CKD stage was classified according to estimated glomerular filtration rate (eGFR): CKD stage 1, ≥90 mL/min/1.73 m2; CKD stage 2, 60–89 mL/min/1.73 m2; CKD stage 3, 30–59 mL/min/1.73 m2; CKD stage 4, 15–29 mL/min/1.73 m2; and CKD stage 5, <15 mL/min/1.73 m2.24 Inclusion criteria were: patients aged 20–80 years; >6-month history of CKD; eGFR <60 mL/min/1.73 m2 (patients with eGFR <5 mL/min/1.73 m2 were not included because renal replacement therapy (RRT) is estimated to be initiated within 3 months). Exclusion criteria were: evidence of acute illness (including AKI and infectious diseases), history of RRT or organ transplant, history of tumors or cancers, AKI on CKD or immunosuppressant use within 3 months prior to the study. We randomly screened 210 patients with CKD and 112 patients with CKD stage 3–5 were considered eligible and eventually included in the study (figure 1). Thirty age-matched volunteers, without acute or chronic underlying illness, served as the control group. Enrollment took place in our hospital between January 2013 and December 2014.

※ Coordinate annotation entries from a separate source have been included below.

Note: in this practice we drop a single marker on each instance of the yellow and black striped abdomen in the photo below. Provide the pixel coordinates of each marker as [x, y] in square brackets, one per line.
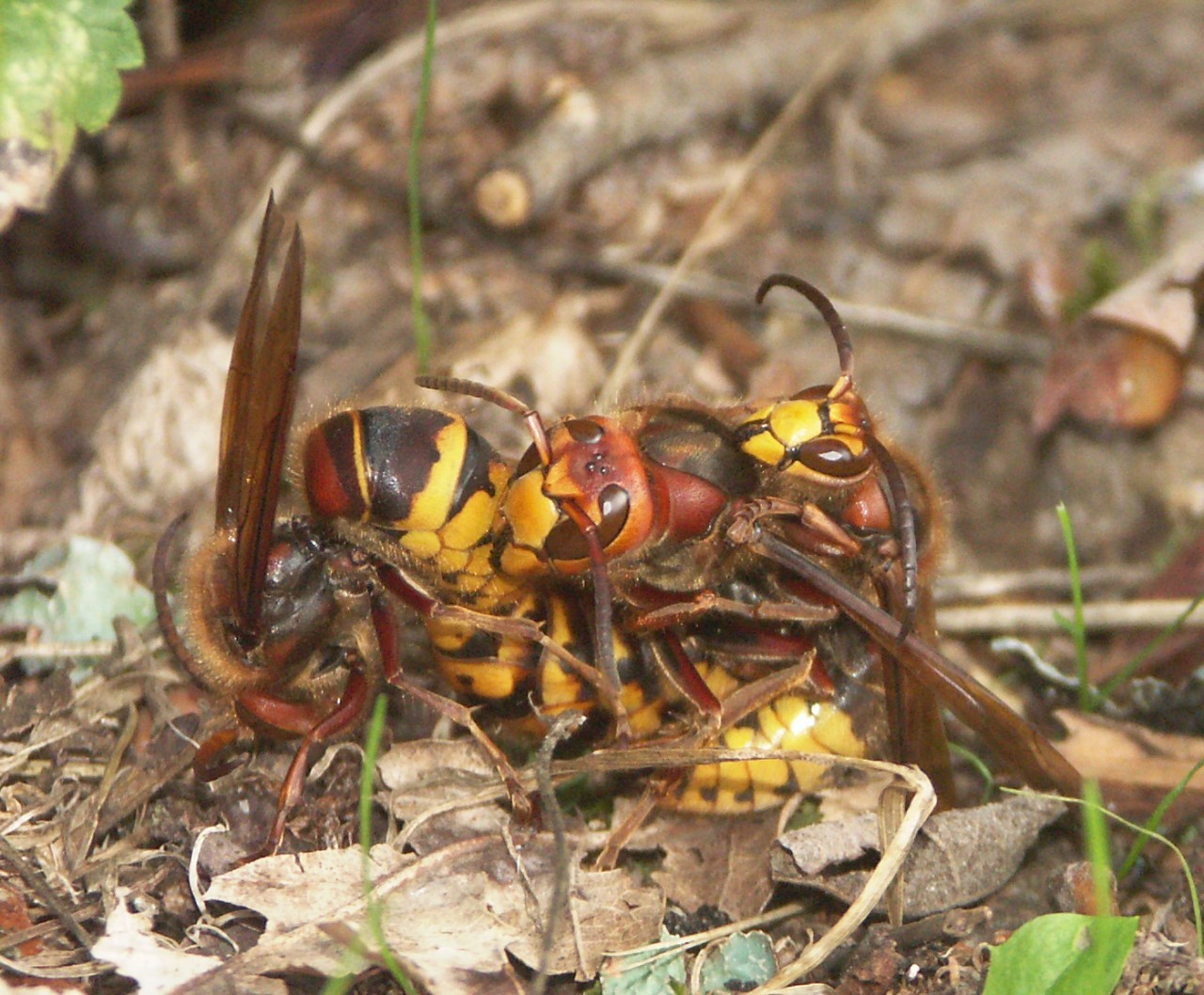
[420, 475]
[794, 722]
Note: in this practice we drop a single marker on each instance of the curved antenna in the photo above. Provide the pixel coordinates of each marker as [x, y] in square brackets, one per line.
[831, 317]
[502, 400]
[904, 519]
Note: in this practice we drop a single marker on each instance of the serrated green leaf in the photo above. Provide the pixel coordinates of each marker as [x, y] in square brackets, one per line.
[644, 972]
[742, 961]
[59, 61]
[1062, 955]
[97, 582]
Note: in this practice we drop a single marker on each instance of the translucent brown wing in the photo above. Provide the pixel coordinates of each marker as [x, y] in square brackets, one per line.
[1018, 744]
[256, 417]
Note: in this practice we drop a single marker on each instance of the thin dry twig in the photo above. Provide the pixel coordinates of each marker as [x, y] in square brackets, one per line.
[924, 800]
[888, 29]
[38, 884]
[406, 56]
[1037, 617]
[560, 729]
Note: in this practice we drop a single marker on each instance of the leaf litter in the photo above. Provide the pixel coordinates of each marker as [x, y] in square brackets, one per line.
[951, 197]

![Figure 1](/https://d3hme472k3gd2d.cloudfront.net/content/jim/66/3/669/F1.medium.gif)

[Figure 1](/content/66/3/669/F1)

Figure 1 
Flow chart of patients’ recruitment and exclusion in the study. CKD, chronic kidney disease; eGFR, estimated glomerular filtration rate.

### Study protocol

A cross-sectional study was conducted to analyze the relationship between s-Klotho level and kidney function, and then a prospective cohort study was conducted to examine whether a reduced s-Klotho level could predict CKD progression. Patients were divided into two groups based on above or below the overall median s-Klotho level and followed for 30 months. Moreover, they were contacted every 1 or 2 months for clinical assessment and blood test until serum creatinine (Scr) doubled, or initiation of RRT, or death. During the follow-up period, all patients received conservative treatment. Primary outcomes were the composite end point events, which were Scr doubling, initiation of RRT, or death. If participants were lost to follow-up, their clinical information recorded at the last visit were used for further analysis. The study used CKD-EPI equation for eGFR and we classified patients with CKD according to eGFR.25 Age, sex, body weight, history and causes of CKD were recorded. Scr, blood urea nitrogen (BUN), blood calcium (Ca), phosphorus (P), intact parathyroid hormone (iPTH), and hemoglobin (HGB) were measured at our hospital using standard methods.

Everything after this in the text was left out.